The downgrade comes after a series of developments, including the suspension of production in Oklahoma and the company’s ongoing need for capital to sustain operations.

In their “30 Stocks in 30 Days” report, Stifel noted that while Canoo initially maintained a Buy rating due to its in-house technology and commercial delivery expectations, recent events have raised doubts about its financial stability. 

Stifel highlights that “GOEV is in our ‘Butch Huskey’ category,” referring to a baseball player with early promise but unprepared for sustained success. 

The downgrade reflects the concerns about Canoo’s ability to thrive in the competitive electric vehicle market.

Stifel explains that Canoo has an increasing need for capital, with the company actively seeking financing while grappling with rising operational challenges. 

“The company consolidated its facilities to three from six, which has continued to impact its workforce. At the end of October 2024, it furloughed 23% of its Oklahoma City factory workers for ~12 week,” said Stifel. “A few days after the furloughs in mid-December, Canoo announced the rest of its staff would be on a ‘mandatory unpaid break’ through at least year-end 2024.”

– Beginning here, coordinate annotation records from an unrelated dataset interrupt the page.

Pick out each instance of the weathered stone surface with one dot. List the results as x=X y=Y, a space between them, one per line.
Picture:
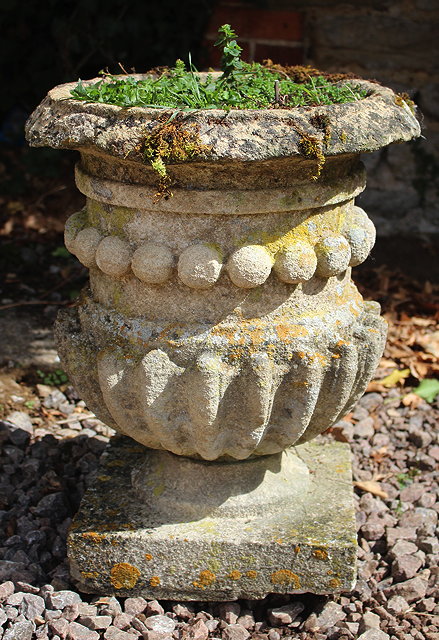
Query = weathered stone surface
x=221 y=324
x=238 y=134
x=118 y=545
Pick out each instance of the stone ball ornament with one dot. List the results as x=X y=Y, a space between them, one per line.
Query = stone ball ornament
x=220 y=335
x=296 y=263
x=199 y=266
x=249 y=266
x=152 y=263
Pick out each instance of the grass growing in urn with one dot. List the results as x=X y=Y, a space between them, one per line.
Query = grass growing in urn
x=241 y=85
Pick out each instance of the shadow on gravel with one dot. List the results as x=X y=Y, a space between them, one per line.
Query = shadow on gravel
x=41 y=486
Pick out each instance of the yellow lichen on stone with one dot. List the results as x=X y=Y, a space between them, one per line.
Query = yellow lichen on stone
x=205 y=579
x=154 y=581
x=334 y=583
x=285 y=577
x=92 y=536
x=235 y=575
x=124 y=575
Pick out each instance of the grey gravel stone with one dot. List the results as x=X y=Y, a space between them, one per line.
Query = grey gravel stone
x=229 y=611
x=3 y=618
x=108 y=605
x=235 y=632
x=397 y=605
x=32 y=606
x=327 y=618
x=402 y=547
x=372 y=530
x=286 y=614
x=95 y=622
x=20 y=426
x=429 y=545
x=161 y=624
x=79 y=632
x=113 y=633
x=197 y=631
x=411 y=590
x=61 y=599
x=153 y=607
x=180 y=610
x=60 y=627
x=369 y=621
x=374 y=634
x=135 y=605
x=20 y=631
x=6 y=589
x=405 y=567
x=122 y=620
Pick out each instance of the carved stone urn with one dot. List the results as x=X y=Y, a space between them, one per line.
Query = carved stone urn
x=221 y=333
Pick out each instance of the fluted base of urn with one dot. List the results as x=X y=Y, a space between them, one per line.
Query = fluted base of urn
x=184 y=529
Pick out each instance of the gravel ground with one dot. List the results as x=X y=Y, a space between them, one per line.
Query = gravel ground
x=50 y=446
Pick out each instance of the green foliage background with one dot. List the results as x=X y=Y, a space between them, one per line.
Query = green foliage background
x=46 y=42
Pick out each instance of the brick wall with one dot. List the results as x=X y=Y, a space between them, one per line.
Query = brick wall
x=393 y=41
x=263 y=33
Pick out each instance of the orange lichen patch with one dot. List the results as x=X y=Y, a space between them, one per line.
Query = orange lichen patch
x=109 y=526
x=287 y=332
x=110 y=513
x=334 y=583
x=205 y=579
x=340 y=468
x=115 y=463
x=92 y=536
x=124 y=575
x=285 y=577
x=235 y=575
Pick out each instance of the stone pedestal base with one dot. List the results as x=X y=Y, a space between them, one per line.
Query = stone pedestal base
x=133 y=536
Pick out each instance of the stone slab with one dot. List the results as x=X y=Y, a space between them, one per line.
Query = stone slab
x=118 y=546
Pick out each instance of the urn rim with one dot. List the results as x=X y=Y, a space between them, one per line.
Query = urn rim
x=239 y=134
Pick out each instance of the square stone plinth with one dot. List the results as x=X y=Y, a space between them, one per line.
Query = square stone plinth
x=117 y=546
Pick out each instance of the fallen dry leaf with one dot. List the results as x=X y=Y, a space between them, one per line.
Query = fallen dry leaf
x=411 y=400
x=396 y=377
x=371 y=487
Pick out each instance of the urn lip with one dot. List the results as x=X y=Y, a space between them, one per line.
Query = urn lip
x=361 y=126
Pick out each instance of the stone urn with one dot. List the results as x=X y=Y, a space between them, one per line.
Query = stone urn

These moves come as the company consolidates its facilities from six to three locations in an effort to cut costs.

In addition, the company’s cash reserves remain under pressure. Stifel points to the fact that Canoo has been in “active discussions regarding additional financing,” but without securing the necessary funds on favorable terms, it could face insolvency risks.

A recent filing from Canoo warned that without new capital, the company could be unable to meet its obligations, potentially leading to litigation or further financial difficulties.

Reflecting these risks, Stifel has lowered its revenue forecasts and reduced the stock’s target price to $0.50, down from $4.50.